Dr Tim Lomas, co-author of the book, Second Wave Positive Psychology: Embracing the Dark Side of Life, said “…recognise that we need to engage with the difficulties of life, they can actually be useful and valuable in some respects, and be conducive to flourishing…”.
Light and Shade
If the first wave is defined by the positive, second wave positive psychology focuses on the fact that that our wellbeing is a subtle blend of the positive and the negative. This challenges the idea that wellbeing is dependent on things such as happiness, and says that it can include negative emotions if they give us a sense of doing well.
I found this to be true recently because my 7 year old has just left infants school to move on to junior school in September.
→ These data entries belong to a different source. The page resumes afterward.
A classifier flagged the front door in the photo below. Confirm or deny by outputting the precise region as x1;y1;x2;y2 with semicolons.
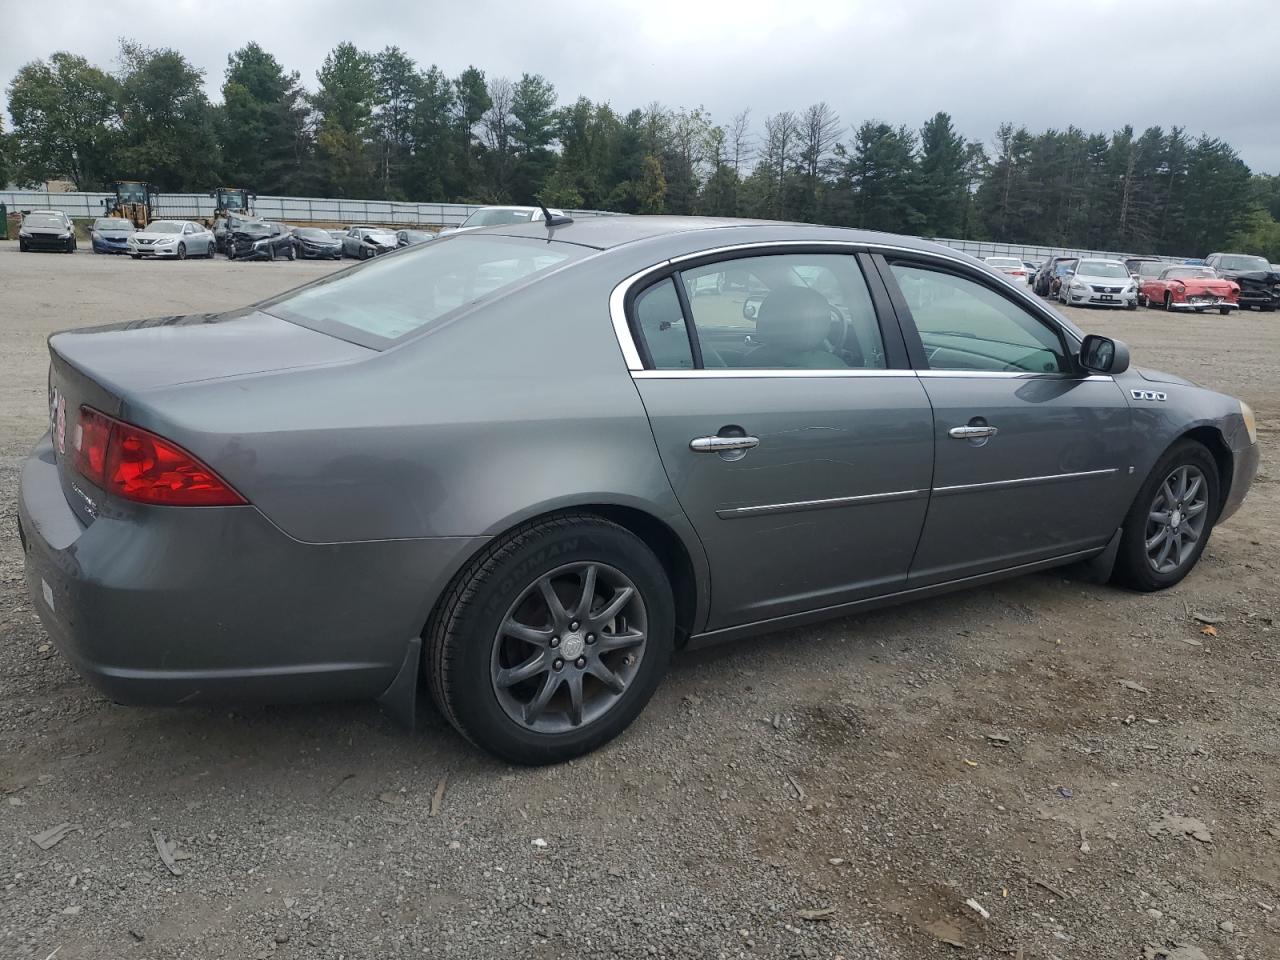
878;256;1133;586
627;251;935;630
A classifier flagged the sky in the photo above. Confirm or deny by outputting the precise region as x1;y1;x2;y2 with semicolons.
2;0;1279;174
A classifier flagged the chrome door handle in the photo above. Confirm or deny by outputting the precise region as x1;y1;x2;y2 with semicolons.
690;436;760;453
949;425;998;439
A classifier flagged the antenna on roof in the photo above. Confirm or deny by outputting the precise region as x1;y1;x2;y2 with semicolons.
538;201;574;228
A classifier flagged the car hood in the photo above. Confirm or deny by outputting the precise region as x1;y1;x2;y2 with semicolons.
23;225;70;234
1136;367;1195;387
299;235;341;244
362;233;398;245
1219;269;1278;282
133;231;184;241
94;230;134;239
1074;274;1132;284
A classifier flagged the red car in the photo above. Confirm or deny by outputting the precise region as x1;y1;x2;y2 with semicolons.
1140;266;1239;314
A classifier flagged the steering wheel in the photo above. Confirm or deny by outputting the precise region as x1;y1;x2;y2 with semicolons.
827;306;866;367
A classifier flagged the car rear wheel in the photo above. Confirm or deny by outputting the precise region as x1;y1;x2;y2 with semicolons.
426;514;674;764
1113;439;1219;592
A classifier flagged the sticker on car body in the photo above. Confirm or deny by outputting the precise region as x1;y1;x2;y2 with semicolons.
41;578;55;611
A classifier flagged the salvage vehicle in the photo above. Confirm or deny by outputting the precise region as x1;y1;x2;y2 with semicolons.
342;225;399;259
1057;258;1138;309
1202;253;1280;312
397;229;434;247
983;256;1028;281
1033;256;1077;297
226;220;295;261
90;217;136;255
1140;266;1238;315
1124;257;1167;304
18;210;76;252
127;220;216;260
440;205;566;236
290;226;343;260
17;217;1258;764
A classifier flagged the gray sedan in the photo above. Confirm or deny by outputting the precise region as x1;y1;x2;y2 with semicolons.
17;217;1259;763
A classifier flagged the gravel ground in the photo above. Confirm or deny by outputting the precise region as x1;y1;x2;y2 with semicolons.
1;243;1278;960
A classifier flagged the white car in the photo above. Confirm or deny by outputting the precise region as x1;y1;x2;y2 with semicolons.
1058;258;1138;310
983;256;1029;282
127;220;216;260
439;205;566;236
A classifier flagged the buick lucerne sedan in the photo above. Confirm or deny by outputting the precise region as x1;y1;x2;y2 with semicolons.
17;217;1259;763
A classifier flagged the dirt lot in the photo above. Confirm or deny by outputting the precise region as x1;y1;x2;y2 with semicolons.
1;243;1278;960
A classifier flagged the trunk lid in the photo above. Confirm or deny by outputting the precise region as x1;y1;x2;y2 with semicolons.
47;310;372;524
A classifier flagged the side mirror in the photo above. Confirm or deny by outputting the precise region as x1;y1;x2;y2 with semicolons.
1079;334;1130;375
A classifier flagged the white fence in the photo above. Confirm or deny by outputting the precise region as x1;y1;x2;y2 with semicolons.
2;189;1189;261
0;191;615;228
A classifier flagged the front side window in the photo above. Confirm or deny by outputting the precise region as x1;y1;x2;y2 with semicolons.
264;235;584;347
890;263;1068;374
676;254;887;370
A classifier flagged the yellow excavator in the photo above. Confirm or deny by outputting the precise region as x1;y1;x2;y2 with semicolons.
102;181;159;228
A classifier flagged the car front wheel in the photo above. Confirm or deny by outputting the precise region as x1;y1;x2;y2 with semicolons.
1113;439;1219;592
427;514;674;764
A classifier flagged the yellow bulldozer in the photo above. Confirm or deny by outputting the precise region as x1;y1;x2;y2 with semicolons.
103;180;159;228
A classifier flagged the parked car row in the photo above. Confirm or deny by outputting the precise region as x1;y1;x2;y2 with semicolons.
17;210;443;263
996;250;1280;315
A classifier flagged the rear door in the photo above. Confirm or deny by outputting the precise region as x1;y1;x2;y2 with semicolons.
623;249;935;631
875;253;1133;585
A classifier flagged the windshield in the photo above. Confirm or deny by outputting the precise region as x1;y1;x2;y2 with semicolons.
295;228;331;240
1216;255;1270;272
264;236;585;347
1163;267;1216;280
461;208;536;228
94;218;133;231
147;221;184;234
236;222;270;236
117;183;148;203
23;214;66;228
1077;260;1129;279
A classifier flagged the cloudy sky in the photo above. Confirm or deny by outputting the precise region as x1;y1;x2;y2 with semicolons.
3;0;1278;173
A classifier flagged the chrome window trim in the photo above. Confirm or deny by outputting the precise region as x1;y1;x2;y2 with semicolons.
607;238;1084;376
931;467;1118;496
633;368;915;380
716;488;928;519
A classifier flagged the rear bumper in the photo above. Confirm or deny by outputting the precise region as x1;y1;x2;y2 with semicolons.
17;434;484;706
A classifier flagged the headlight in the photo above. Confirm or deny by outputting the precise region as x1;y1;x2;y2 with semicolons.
1240;400;1257;445
19;230;30;238
1124;284;1136;294
1070;281;1087;291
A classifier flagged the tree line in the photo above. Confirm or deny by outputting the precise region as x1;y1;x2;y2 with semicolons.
3;40;1278;259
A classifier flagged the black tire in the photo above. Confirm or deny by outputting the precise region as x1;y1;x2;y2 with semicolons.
1126;301;1137;311
1220;307;1231;316
1165;293;1174;312
426;513;674;764
286;243;295;261
1138;294;1147;307
177;242;186;261
19;239;28;252
130;253;141;260
226;245;236;261
1112;439;1220;592
267;245;275;262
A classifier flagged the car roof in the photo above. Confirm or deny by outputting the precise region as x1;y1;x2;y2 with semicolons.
480;215;995;257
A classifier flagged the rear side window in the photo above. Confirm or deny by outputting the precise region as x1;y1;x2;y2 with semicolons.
263;236;584;347
890;263;1068;374
633;279;695;369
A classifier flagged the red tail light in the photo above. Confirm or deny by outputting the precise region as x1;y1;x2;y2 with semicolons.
73;406;246;506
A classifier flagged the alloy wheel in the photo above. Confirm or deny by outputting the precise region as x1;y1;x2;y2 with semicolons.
1145;464;1208;574
490;561;647;734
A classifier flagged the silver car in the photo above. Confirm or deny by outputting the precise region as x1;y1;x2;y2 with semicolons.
127;220;216;260
1058;258;1139;309
17;217;1258;763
His last few weeks at school were a whirlwind of parent’s evenings and end of year reports, leaver’s assembly and disco, meetings at the new school to find out how things work there and which classes the children will be put into, a time of goodbyes and new beginnings. It left me emotionally wrung out, I felt that one moment I was filled with sadness that my baby was growing up and we were saying goodbye to some amazing teachers who have nurtured him for the past 4 years, while at the same time feeling excited and optimistic about him growing and developing, for the new adventures he has ahead of him.
We learn that love inherently involves a degree of anxiety for that person, it’s the price we pay for the joy that love brings. The sadness we experience and concern for the future, can often be replaced with joys and anticipation in the blink of an eye.
So really positive psychology isn’t just about being relentlessly positive, it’s about the light and dark sides of life, and an understanding of the complexity of emotions is what can help us to truly embrace life. There is a wealth of information on this second wave of positive psychology available, much of it isn’t written for the laymen among us, so hopefully we have given you a brief insight into it.